The Bureau of National Health Insurance yesterday announced that Diagnosis Related Groups (DRGs) will be formed from Sept. 1, but doctors expressed concern that they could lead to patients receiving inadequate care.
DRGs are a new policy that determines how National Health Insurance covers a patient’s expenses while in hospital.
DRGs provide a way of relating the type of patients treated by a hospital to the costs incurred by the hospital. Groups of patients have similar demographic, diagnostic and therapeutic attributes that determine the resources they need.
The process of fully implementing DRGs is expected to take six years. When the new policy is launched on Sept. 1, a total of 111 categories will be established.
The bureau said that another 856 categories would be completed by the end of the six-year period.
“DRGs will help us avoid unnecessary waste of medical resources,” said Tsai Shu-ling (蔡淑鈴), manager of the bureau’s Medical Affairs Section.
“With the new policy, hospitals will be able to avoid unnecessary waste and offer more efficient help and medical treatment,” Tsai said.
She said that under the current system, many patients spend time in hospital waiting for check-ups or surgery. The National Health Insurance has to cover all the expenses for hospital stays, even though patients are often waiting to see a doctor or receive treatment.
“If we pay the same amount to a hospital no matter whether the patient stays for one day or one week, the hospital, of course, will speed up their work and treat the patient as soon as possible. This is the idea behind the new policy,” Tsai said.

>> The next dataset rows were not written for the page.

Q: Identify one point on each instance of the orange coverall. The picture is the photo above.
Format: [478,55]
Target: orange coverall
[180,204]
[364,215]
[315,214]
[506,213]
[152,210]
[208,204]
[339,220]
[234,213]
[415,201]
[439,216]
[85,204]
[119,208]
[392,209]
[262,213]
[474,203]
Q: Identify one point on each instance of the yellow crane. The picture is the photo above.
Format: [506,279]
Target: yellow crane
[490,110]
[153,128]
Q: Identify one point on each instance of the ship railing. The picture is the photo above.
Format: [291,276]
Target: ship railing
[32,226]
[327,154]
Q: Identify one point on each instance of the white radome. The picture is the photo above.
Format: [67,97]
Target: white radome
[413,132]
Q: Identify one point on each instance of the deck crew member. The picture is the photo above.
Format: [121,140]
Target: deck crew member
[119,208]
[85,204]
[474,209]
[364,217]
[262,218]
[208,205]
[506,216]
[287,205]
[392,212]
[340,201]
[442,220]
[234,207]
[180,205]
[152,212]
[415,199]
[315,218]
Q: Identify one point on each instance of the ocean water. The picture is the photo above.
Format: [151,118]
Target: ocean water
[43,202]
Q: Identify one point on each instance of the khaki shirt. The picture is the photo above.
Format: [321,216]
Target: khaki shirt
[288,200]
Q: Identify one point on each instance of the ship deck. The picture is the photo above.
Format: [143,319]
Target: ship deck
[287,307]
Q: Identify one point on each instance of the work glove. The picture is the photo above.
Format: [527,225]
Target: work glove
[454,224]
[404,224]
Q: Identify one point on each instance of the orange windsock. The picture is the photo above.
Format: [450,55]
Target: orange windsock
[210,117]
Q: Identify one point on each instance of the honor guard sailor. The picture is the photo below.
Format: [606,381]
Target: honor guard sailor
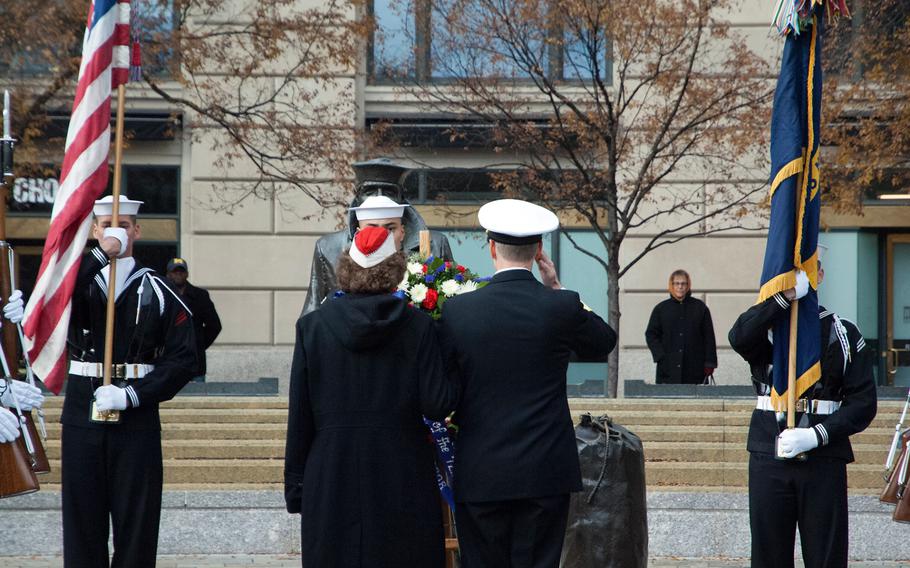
[379,202]
[112,473]
[807,494]
[509,343]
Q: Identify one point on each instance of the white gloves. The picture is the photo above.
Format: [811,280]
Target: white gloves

Doctors, however, expressed concern over the new policy.
“Say a patient develops pneumonia, high blood pressure and diabetes at the same time. Under the new policy, it is possible that the bureau will not pay the necessary expenses for high blood pressure and diabetes if the patient only fits one category, according to the prescription by the doctor,” said Wu Der-lang (吳德朗), chairman of the Taiwan Hospital Association.
Wu said hospitals may refuse to treat patients with multiple illnesses, or will ask the patient to undergo treatment for one illness, check out of hospital, and then re-register for the second illness.
“If the hospital does not do this, it will not be able to receive extra reimbursement from the bureau,” Wu said.